Reliable Source Music Ltd.
- Industry: Music
- Genre: Various
- Founded: 1997
- Headquarters: London, United Kingdom
- Products: Music
- Website: reliable-source.co.uk

= Reliable Source Music =

British music production company

Reliable Source Music (RSM) is a UK music production and publishing company that provides music to media professionals. RSM creates music for advertising, TV, video, radio, film, multimedia, and corporate use, either off the shelf or written to order. As of March 2019, the company had a library of over 100,000 tracks. This includes RSM's music and sub-publishing deals with other music libraries worldwide.

==Key staff==
The company was established in 1997 by Dr.
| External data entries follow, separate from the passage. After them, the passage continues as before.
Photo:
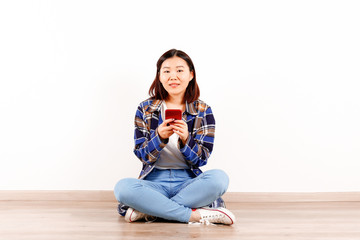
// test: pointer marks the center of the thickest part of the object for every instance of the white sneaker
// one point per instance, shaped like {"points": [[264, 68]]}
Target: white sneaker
{"points": [[216, 215], [133, 215]]}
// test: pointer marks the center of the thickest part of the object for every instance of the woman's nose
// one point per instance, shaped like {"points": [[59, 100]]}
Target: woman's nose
{"points": [[173, 75]]}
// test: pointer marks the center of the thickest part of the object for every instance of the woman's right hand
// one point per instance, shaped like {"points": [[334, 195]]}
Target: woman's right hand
{"points": [[164, 130]]}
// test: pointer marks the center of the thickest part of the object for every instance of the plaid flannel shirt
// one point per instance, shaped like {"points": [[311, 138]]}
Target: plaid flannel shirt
{"points": [[196, 151]]}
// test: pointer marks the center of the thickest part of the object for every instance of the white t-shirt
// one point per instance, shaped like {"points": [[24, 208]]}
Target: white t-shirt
{"points": [[170, 156]]}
Wayne Bickerton, the managing director until November 2015. Following the passing of Dr. Wayne Bickerton in November 2015, the company was sold to Intervox Production Music in October 2017. In January 2019, Martin Weinert was hired as the chairman of the board of Directors alongside Kenny Orr and Gilda Fulco as Directors.

==Notable clients==
Reliable Source Music has provided music to many TV programs, including Top Gear, The X-Files, A Question of Sport, EastEnders, and Doctor Who Confidential. RSM has also supplied music for advertising campaigns for companies such as Easyjet, Johnnie Walker, Persil, and Vodafone.

==Composers==
Several composers have worked for the company, including Brian Bennett, John Cameron and Wayne Bickerton, founders of the company and composers of successful songs throughout the 1970s.